Assume the economy is at capacity. If commercial banks lend more, and sums borrowed are spent, that raises demand, which is not allowable: government / central bank will raise interest rates. So (roughly speaking) no increase in lending takes place and no net money creation takes place.
Alternatively, if interest rates are not raised, then inflation will ensue, which reduces the real value of all existing loans and money. So again, no net money creation takes place, roughly speaking.
However, there is a way in which commercial banks do create money, but it doesn’t involve lending, and it’s as follows.
Where a non-bank entity is looking simply for liquid working capital or day to day transaction money, and has no intention of being in debt to their bank ON AVERAGE AND OVER THE YEAR AS A WHOLE, then a bank will happily oblige: that is, it will “monetise the non-bank entity’s collateral”. Put another way, in exchange for dumping £X of collateral with a bank, the bank will credit about £X to the relevant customer’s account.

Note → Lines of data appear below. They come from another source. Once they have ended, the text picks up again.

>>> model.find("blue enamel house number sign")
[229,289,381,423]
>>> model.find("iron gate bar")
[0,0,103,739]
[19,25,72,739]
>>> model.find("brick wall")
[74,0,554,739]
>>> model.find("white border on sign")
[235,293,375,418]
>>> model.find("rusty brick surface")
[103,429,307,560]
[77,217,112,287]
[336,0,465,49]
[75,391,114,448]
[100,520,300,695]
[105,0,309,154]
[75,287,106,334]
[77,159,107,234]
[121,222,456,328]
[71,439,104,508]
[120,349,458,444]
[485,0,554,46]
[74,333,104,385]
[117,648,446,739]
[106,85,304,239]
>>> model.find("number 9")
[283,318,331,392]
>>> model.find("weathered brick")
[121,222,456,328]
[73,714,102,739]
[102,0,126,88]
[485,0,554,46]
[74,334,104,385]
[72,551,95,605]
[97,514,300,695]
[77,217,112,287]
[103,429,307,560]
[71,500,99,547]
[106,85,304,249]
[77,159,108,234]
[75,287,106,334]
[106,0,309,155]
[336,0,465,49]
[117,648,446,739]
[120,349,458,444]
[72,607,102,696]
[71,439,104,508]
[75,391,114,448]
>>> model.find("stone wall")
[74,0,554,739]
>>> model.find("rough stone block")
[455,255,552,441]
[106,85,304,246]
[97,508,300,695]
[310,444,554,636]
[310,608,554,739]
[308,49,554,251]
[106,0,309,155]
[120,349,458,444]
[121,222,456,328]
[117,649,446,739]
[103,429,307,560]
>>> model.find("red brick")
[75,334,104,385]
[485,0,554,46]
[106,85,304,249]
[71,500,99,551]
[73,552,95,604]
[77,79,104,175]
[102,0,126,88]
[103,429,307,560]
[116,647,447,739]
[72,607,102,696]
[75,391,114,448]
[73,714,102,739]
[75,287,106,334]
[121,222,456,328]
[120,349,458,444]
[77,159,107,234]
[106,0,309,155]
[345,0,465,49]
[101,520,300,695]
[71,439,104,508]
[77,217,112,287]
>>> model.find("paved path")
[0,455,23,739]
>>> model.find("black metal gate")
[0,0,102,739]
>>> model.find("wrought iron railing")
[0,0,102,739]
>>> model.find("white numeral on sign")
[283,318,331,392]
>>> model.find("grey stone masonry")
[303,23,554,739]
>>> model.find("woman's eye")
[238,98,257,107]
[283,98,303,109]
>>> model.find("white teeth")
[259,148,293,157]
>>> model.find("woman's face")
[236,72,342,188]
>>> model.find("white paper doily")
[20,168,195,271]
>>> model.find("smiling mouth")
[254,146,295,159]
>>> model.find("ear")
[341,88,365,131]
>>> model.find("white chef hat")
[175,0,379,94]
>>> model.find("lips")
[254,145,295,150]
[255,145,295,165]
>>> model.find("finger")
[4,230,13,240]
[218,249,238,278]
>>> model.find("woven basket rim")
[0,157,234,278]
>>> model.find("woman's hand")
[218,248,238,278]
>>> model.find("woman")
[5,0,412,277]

But if the customer is simply after transaction money rather than loan, the balance on that account will be MORE THAN £X as often as it is LESS THAN £X.
In fact in scenario, far from the customer being in debt to the bank, the bank is in debt to the customer. That is, where the balance on the account is £X, the customer owes the bank nothing. Whereas the bank owes the customer something very real: the collateral.
QED. Well, food for thought, anyway.